Subquadratic expands context windows to 12 million tokens, reshaping LLM interaction

Subquadratic announced a $45 million Series A round led by A16Z to launch a 12‑million‑token context window for its language model, promising cheaper long‑form reasoning and new use cases in code analysis, legal review, and scientific research.

Subquadratic – tackling the context‑window bottleneck

Subquadratic, a San Francisco‑based startup founded in 2023, builds large language models (LLMs) that keep the computational cost of attention sub‑quadratic. The company’s flagship model, SQ‑12, can ingest up to 12 million tokens in a single prompt – roughly the length of a full‑length novel or a multi‑gigabyte codebase – while staying within the same price envelope as a 4‑token‑window model from a major cloud provider.

The problem: context windows are a hard limit

Most commercial LLM APIs cap prompts at 2 k–8 k tokens. That forces developers to chunk documents, maintain external state, or accept degraded performance on tasks that need a holistic view, such as:

Legal contract review – a single contract can easily exceed 10 k tokens.
Software repository analysis – a medium‑size repo with documentation, tests, and CI configs can be several hundred megabytes of text.
Scientific literature synthesis – meta‑analyses often require reading dozens of papers in one go.

When the model can only see a slice, it must guess about missing context, leading to hallucinations or incomplete answers. Subquadratic’s approach eliminates that guesswork.

How they achieve it

The core of SQ‑12 is a linear‑complexity attention mechanism that approximates full attention using a combination of low‑rank projections and reversible memory buffers. In practice this means:

Memory usage grows linearly with token count, not quadratically, keeping GPU RAM requirements manageable.
Inference latency stays comparable to a 4 k token pass on the same hardware, because the algorithm trades a small amount of precision for massive speed gains.
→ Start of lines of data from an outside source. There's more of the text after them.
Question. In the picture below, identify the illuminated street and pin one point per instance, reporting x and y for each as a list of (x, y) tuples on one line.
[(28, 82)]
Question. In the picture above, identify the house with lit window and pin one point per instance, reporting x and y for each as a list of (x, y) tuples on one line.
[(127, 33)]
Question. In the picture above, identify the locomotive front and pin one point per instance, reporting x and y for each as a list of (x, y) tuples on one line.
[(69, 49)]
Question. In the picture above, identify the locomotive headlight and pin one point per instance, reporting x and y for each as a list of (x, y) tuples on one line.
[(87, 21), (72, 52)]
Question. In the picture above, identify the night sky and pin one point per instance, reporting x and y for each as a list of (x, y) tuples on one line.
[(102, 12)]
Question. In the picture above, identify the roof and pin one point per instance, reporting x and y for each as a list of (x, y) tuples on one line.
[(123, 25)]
The trade‑off is a modest drop in per‑token perplexity (about 0.2 % higher than a standard transformer of the same size), which most downstream users find acceptable when the alternative is to split the prompt.

Funding and market positioning

On May 2 2026 Subquadratic closed a $45 million Series A round. The lead investor was Andreessen Horowitz, with participation from Sequoia Capital, DCVC, and Element AI. The round was described by A16Z partner Katie Haun as “a bet on the next generation of LLM infrastructure that removes the artificial ceiling on context.”

The capital will fund:

Scaling the model family – a 30 M‑token variant for enterprise‑grade workloads.
Developer tooling – a CLI and SDK that automatically handle token budgeting, chunk‑aware prompting, and result stitching.
Cloud partnership integrations – early pilots with Microsoft Azure and Google Cloud to offer SQ‑12 as a managed service.
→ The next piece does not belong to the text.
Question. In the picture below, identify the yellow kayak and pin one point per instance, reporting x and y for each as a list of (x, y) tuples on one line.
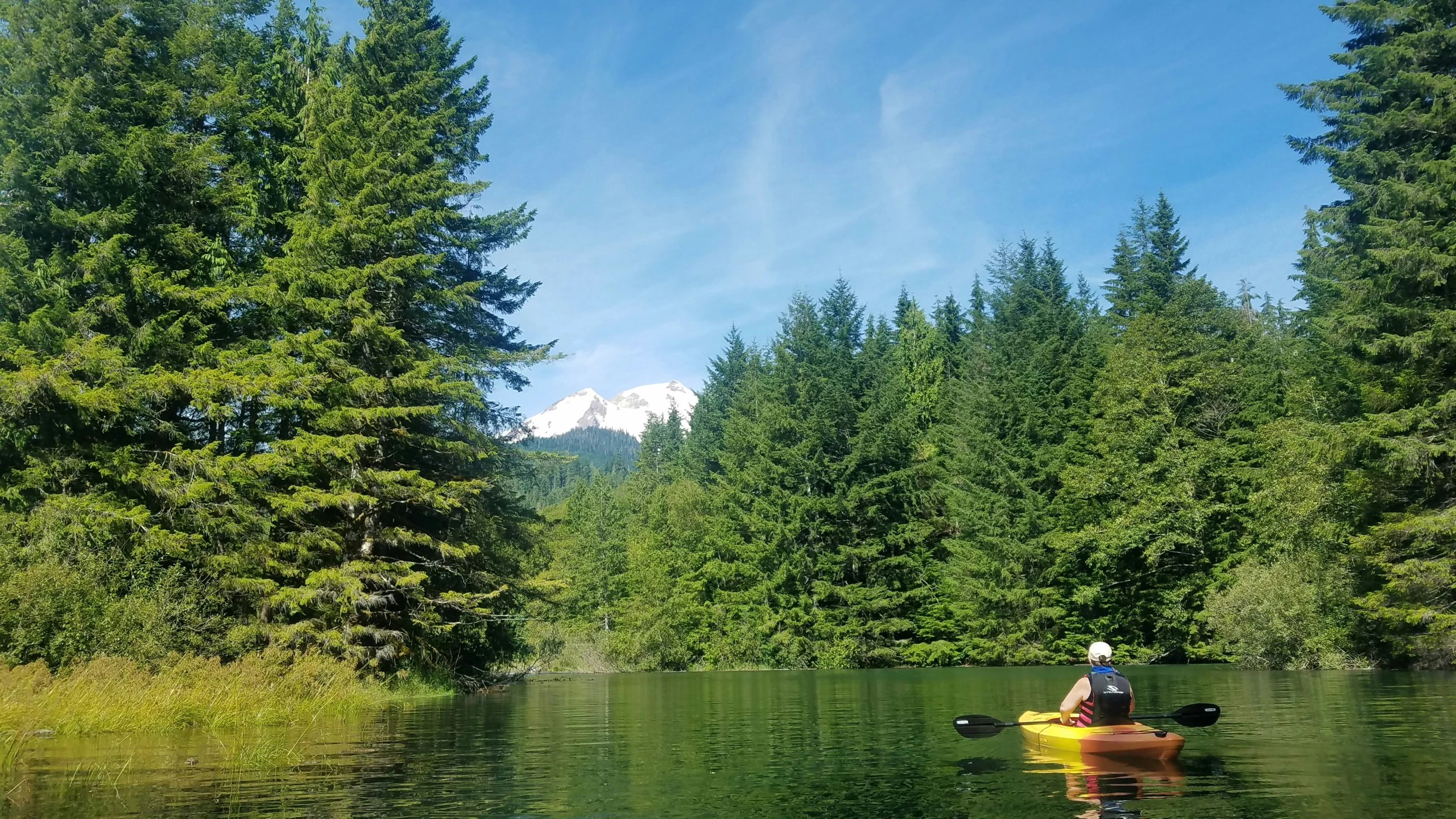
[(1133, 739)]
Subquadratic positions itself between the “cloud‑native LLM APIs” that prioritize ease of use and the “research‑grade open‑source models” that require heavy engineering. By offering a pay‑as‑you‑go pricing model that is roughly 0.12 ¢ per 1 k tokens for the 12 M‑token window, they aim to undercut the cost of stitching multiple calls to existing APIs, which can quickly exceed $1 per request for long documents.

Early traction

**LegalTech startup LexiAI reports a 40 % reduction in review time after switching to SQ‑12 for contract analysis.
**Open‑source code‑review tool CodeLens integrated the model and can now generate full‑repo summaries in under a minute.
University of Cambridge’s Bioinformatics group used the 12 M‑token window to run a single‑prompt literature review across 200 papers, cutting manual curation from weeks to hours.

These pilots suggest a market appetite for “single‑prompt” solutions that avoid the engineering overhead of prompt‑chaining.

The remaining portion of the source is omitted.